In no world does he deserve to be fired.
The call to action is not to fire Matt Painter. My call to action is for Matt Painter to recognize where things have gone wrong the past few seasons.
You can continue to optimize the offense and churn out regular season wins, or you can make a sacrifice.
Sacrifice games in November and January, so that way future Purdue teams learn lessons. Put your players into the fire, and let them figure it out. Let them improvise. Let them learn to think for themselves more than they are now. If Purdue is going to win in March, you will need your guards to know how to do more than entry passes and catch and shoot threes. Sometimes you have to take a midrange jumper.
Keep adapting, keep evolving.
Coach Painter is not the only coach who loses in March. 67 of the 68 coaches will lose in March. Tony Bennett has won a National Championship and people think he can’t win a tournament game. Jay Wright was a loser in March at Villanova until he won a National Championship. What happened in March the next season? Wright and the Wildcats lost before the Sweet 16.

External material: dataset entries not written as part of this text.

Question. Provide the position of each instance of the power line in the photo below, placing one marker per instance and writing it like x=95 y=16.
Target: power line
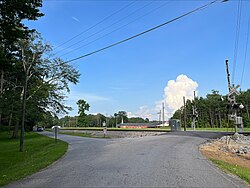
x=147 y=31
x=246 y=49
x=95 y=24
x=116 y=29
x=237 y=38
x=101 y=30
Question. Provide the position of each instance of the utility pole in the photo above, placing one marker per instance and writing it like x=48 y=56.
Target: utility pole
x=163 y=114
x=159 y=116
x=185 y=114
x=232 y=101
x=195 y=114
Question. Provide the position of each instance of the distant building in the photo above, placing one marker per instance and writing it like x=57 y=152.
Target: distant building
x=139 y=125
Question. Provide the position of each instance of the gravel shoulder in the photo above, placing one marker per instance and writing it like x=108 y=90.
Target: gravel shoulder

Losing to FDU in the first round does not take away the rest of the season. Purdue fans still had that amazing weekend of beating Gonzaga and Duke in back to back games and catapulting into the top 5. This Purdue team still won the Big Ten Regular season championship and Tournament. Zach Edey still had a unanimous All-American and National Player of the Year season.
The joys that Painter and Purdue provide fans in November through February are immense. However, Purdue fans will ultimately not be fulfilled until their team makes a Final Four. In order for that to happen, Purdue needs to have a Plan B.